Choice is always good. But along with choice comes the burden of understanding the details of the choices involved. The same is true when looking at print management contracts with subscription or license pricing options. Here we discuss the considerations for subscription pricing from an SMB solution provider and SMB customer point of view.
First, what is subscription pricing? Subscription pricing, often referred to as Software-as-a-Service, or SaaS, pricing, is where payments are made in increments, usually monthly, for services. Similar to an apartment lease, there is often a minimum number of months of commitment but following that, commitment is on a month-to-month basis. With the SaaS pricing model, the customer is paying to use, but does not own, the software.
Contrast that with traditional licensing, where the customer purchases the software.

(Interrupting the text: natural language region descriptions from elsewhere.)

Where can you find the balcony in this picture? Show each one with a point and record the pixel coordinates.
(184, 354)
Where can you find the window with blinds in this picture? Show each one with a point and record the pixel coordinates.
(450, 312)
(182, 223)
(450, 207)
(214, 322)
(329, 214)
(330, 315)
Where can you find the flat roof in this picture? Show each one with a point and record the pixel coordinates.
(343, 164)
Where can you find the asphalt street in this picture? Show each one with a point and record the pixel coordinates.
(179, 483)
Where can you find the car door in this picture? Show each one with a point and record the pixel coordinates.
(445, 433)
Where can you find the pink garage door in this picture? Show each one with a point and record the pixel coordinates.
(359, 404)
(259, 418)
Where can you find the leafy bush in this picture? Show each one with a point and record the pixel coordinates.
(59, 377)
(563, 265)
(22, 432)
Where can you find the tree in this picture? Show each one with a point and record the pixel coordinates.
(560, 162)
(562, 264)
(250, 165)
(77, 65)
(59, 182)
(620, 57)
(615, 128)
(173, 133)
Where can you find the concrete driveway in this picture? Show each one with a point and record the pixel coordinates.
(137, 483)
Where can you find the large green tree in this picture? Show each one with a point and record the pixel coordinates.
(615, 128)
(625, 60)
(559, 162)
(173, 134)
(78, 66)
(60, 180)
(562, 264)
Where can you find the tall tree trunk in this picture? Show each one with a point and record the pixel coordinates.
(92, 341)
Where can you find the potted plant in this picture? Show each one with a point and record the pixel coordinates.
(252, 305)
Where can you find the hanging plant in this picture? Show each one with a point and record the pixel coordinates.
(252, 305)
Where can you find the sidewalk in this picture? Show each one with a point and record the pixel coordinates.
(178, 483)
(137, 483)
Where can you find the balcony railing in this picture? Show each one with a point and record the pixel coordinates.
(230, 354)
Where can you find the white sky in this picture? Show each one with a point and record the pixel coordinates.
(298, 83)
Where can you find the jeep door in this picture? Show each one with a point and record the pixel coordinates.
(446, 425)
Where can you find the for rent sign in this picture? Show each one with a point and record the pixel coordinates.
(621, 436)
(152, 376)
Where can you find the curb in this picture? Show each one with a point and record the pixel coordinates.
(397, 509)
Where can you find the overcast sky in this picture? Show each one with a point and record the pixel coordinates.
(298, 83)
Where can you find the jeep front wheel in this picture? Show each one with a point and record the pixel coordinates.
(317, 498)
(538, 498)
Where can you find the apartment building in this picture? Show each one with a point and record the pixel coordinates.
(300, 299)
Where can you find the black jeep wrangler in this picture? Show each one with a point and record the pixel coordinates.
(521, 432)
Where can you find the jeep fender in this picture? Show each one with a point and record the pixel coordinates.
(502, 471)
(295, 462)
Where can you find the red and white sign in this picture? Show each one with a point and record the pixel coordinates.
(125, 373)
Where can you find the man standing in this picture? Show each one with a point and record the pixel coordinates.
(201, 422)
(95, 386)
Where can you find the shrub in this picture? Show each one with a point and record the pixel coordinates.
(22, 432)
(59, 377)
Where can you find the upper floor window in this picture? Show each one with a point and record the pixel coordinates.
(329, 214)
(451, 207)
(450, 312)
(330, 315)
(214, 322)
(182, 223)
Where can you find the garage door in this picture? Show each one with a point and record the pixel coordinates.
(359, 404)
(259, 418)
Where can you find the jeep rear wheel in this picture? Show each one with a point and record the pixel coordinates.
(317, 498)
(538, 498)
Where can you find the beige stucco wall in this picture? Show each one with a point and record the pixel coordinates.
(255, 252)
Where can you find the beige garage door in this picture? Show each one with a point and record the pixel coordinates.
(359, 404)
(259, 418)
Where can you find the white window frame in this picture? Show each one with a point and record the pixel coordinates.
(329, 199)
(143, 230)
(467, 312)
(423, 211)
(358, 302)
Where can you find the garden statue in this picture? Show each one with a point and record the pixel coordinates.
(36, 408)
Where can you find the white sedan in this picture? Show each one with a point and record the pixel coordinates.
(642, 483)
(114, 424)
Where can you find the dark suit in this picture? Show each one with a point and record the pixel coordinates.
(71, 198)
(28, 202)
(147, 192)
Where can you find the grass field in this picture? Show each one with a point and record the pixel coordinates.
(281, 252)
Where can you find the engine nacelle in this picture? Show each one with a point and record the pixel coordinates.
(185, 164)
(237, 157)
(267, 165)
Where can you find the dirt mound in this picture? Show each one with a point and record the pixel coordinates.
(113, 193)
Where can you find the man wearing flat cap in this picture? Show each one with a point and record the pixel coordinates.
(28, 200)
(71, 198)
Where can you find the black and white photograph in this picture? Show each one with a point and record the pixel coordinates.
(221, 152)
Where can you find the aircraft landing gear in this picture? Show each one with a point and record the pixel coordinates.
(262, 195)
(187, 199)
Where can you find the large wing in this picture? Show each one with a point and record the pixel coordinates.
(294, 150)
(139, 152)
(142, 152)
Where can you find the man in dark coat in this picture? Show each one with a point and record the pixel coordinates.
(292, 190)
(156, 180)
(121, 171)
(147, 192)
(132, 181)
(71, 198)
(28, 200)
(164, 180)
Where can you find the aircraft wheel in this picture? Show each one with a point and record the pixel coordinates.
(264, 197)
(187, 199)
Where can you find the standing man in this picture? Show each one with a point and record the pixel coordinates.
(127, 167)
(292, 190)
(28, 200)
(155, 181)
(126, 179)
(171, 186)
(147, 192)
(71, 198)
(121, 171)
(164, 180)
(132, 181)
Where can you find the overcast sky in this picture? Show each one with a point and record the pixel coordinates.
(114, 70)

Using the same analogy, it would be buying instead of renting your home. Both traditional licensing and subscriptions usually include upgrades and service/support agreements.
SMB solution provider: Which model is right for you?
If you are a solution provider, you know that sales cycles always take longer than you’d like. Having many customers in various parts of the sales funnel is wise and each has to be nurtured along. Traditional licensing models yield large, but more infrequent, revenue income. Subscription model pricing can bring in more frequent deals but with smaller, up front revenue. Those are obvious points. Other considerations include:
- With fewer but larger deals in the pipeline, is your business at risk should some of those deals fall through?
- With fewer but larger customers, is your business at risk should you lose some of those customers (either by going to a competitor, getting acquired or going out of business)?
- Can your sales organizations pursue deals through traditional licenses while also pursuing subscription models to balance your revenue risk? How do you manage sales compensation under licensing and subscription models?
- What does the impact of “services owed” have on your business? If your customer buys a multiyear service contract, is this counted as a liability on your business until the service term has been met?
- What are the tax implications of recurring subscription revenue versus licensing revenue for your business?
- Can your organization adequately support monthly billing accounting and collection?
So, which model is best? The answer, of course, is “it depends.” Each solution provider has to consider what is right for their business, if they can support both models or shape their business for one or the other. Work with the right print management solution provider that can provide you with the choice and answers your questions on how it works for your customers and your accounting systems.
SMB customer: Which model is right for them?
SMB customers also have to consider the choices and implications of the two solution pricing models. Some considerations that customers evaluate include:
- Minimizing risk – shorter contract commitment and paying on a monthly basis makes it less of a revenue risk.
- On the other hand, shorter contract commitment does not give them leverage for price negotiations.
- A one-time payment for purchasing is less burdensome on accounting and contracting personnel whereas subscriptions need to be verified monthly (or quarterly — whatever the agreement period is for)
- Organizations are often called upon to reduce operating expenses. Will such a reduction impact your subscription revenue forecast? Additionally, by purchasing and being considered a capital expense, the organization may have beneficial tax implications.
- Because print management solutions are often deployed in phases, monthly subscriptions ensure they only pay for the solution that is in use (if pricing is on a per-MFD basis). Similarly, if an MFD is no longer used, pricing decreases easily. Does the organization anticipate significant changes in the MFD needs?
As an SMB solutions provider, it is important to understand your customer’s business and what is important to them. Advising customers of the details behind the choices is what can turn you from a solutions provider to a trusted partner.